Not all research use is created equal.

“Depth of Research Use” refers to both the purpose and practice of research use—the complex ways in which evidence use is meaningful, systematic, and likely to generate improvements in policy and practice.

Our Guiding Framework: Focus on Depth of Use

Practice

Practice is how evidence is used, including whether decision-makers simply collect and refer to evidence to show compliance with accountability requirements, or if they engage with evidence in deeper, more sophisticated ways.

Six dimensions of depth of use

Depth of use also acknowledges the complexity of both decision-making and evidence use. The six dimensions of depth of use in practice are understood as individual continua, where research use behavior might be found at differing points for each dimension. Depth of use as a larger construct attempts to capture the degree to which research meaningfully and systematically informs decisions about educational practice.

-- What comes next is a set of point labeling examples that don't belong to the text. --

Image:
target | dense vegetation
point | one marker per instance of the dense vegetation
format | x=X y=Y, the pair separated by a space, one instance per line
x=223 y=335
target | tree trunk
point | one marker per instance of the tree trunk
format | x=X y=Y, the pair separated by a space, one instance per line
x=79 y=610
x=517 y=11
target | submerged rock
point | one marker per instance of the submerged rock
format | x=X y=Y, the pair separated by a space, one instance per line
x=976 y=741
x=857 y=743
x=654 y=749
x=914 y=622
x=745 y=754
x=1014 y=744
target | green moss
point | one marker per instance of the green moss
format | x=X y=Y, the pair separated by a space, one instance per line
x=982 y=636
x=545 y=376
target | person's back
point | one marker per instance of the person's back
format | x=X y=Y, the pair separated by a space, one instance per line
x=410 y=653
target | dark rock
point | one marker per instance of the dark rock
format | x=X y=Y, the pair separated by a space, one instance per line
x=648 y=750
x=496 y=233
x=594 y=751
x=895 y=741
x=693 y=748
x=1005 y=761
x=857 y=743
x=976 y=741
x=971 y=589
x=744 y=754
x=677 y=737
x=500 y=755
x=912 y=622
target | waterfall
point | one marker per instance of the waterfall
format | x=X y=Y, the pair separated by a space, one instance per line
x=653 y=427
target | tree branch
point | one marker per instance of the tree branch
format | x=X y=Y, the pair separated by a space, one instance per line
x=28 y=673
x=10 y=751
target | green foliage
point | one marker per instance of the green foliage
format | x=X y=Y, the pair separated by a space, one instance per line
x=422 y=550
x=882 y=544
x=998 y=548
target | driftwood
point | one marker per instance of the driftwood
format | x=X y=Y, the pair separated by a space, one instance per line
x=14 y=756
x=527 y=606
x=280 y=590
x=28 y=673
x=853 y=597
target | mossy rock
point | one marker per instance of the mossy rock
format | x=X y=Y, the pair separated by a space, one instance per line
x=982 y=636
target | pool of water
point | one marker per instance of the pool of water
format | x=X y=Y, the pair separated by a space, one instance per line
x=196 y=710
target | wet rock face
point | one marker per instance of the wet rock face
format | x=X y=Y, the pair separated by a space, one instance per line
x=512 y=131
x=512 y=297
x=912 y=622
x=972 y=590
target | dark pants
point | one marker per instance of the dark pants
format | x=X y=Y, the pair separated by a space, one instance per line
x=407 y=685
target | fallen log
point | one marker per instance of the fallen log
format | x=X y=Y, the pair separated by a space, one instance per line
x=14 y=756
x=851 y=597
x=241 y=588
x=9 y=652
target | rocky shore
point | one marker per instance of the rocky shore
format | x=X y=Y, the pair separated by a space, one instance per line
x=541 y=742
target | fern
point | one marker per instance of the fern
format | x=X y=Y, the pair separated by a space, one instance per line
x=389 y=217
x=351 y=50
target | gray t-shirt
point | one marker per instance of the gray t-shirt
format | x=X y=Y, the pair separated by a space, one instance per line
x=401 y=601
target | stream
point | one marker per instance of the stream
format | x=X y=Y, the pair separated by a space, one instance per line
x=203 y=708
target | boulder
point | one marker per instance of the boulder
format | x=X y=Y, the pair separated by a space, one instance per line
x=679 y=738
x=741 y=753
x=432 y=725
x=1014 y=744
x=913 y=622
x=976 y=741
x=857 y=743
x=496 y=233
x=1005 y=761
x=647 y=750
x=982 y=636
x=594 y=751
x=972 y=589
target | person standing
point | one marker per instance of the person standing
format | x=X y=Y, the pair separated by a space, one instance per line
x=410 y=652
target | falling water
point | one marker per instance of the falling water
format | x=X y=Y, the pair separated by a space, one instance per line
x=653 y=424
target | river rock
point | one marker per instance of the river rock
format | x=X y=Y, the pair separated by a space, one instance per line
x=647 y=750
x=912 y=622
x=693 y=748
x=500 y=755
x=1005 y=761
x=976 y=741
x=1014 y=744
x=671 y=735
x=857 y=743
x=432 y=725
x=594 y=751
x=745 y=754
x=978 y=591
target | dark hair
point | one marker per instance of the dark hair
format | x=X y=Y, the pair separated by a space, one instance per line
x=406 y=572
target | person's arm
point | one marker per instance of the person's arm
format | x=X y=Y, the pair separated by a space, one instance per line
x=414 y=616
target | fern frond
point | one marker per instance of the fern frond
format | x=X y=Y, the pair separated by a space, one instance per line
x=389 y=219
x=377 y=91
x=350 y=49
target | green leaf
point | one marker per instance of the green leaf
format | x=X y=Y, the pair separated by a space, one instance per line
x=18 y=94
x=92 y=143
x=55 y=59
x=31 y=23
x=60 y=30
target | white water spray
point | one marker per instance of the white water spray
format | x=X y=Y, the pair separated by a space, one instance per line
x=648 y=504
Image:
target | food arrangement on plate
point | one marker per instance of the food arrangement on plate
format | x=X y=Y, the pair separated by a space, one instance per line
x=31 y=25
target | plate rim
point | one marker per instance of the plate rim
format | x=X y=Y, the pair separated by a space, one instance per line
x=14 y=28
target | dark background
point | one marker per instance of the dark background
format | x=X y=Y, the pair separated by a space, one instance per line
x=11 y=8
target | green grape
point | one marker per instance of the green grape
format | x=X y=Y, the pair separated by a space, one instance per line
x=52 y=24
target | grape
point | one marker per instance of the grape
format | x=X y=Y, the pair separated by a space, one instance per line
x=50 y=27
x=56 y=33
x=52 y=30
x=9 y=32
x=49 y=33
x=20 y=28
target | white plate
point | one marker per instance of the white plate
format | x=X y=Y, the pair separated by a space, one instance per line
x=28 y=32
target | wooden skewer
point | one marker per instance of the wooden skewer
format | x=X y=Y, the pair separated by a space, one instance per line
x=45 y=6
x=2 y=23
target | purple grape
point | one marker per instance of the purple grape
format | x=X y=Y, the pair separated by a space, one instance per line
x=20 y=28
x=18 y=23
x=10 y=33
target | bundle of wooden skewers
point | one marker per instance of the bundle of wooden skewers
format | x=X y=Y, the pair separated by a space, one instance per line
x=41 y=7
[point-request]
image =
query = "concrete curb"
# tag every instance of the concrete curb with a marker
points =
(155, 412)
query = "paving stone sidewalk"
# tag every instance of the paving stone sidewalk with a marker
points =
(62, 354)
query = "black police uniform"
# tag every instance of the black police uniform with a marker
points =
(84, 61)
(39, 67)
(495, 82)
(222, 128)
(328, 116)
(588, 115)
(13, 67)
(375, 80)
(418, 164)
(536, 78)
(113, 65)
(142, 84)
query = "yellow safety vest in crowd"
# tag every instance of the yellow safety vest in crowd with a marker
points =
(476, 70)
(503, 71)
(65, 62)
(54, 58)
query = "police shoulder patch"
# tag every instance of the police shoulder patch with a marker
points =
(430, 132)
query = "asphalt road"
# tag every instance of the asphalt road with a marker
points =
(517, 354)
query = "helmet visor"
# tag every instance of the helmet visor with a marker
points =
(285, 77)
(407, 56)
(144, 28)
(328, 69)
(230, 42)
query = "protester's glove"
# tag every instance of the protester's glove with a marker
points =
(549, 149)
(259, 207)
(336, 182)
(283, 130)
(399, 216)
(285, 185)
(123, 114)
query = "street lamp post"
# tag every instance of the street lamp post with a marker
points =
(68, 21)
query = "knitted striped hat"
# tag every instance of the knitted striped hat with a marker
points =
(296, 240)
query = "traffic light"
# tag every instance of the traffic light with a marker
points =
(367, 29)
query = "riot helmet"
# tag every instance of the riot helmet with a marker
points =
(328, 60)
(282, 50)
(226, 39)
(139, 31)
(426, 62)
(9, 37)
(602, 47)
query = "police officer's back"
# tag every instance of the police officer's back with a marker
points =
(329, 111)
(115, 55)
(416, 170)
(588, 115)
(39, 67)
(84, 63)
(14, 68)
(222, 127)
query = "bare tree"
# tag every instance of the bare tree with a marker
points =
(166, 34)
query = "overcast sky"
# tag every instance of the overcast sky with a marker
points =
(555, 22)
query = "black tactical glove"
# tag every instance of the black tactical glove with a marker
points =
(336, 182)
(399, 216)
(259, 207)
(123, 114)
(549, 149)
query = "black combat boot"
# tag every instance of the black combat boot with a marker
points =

  • Evidence: We are interested in both the use of scientific research and its integration with other forms of knowledge that influence decision-making. We, therefore, conceptualize the evidence continuum as ranging from no engagement with scientific research on one end to substantially inclusive of scientific research on the other.
  • Search: Use of research entails finding relevant research sources, which has two important and related aspects: the nature and extent of search. At one end of the search continuum, decision-makers may do a very limited search or focus on a resource with which they are already familiar. At the other end, a decision-maker seeks out multiple sources of research and synthesizes them to inform decision-making.
  • Interpretation: Evidence must be interpreted and transformed from information into knowledge, which requires the critical evaluation of information to determine its relevance for decision needs. The spectrum of interpretation ranges from uncritical on one end to critical on the other.
  • Participation: Understanding who participates in research use during decision-making is important because individuals’ working knowledge, ideologies, information, interests, and their interaction and negotiation with other participants influences how evidence is interpreted. To capture variability in participation, the spectrum includes no one or few individuals on one end and collaborative groups or teams on the other.
  • Frequency: In describing the depth of evidence use, frequency is an indicator of the extent to which research informs decisions. The regularity with which research evidence is brought to bear on decisions may be an indicator of greater or lesser systematic use. The spectrum of frequency ranges from rarely on one end, to reguarly on the other.
  • Stage of Decision-Making: Research may play a role in each or any single stage of decision-making, such as problem identification, search/design, and choice. The timing of evidence use may be an indicator of the type of research use occurring and its goal. The spectrum ranges from never on one hand, to throughout the process on the other.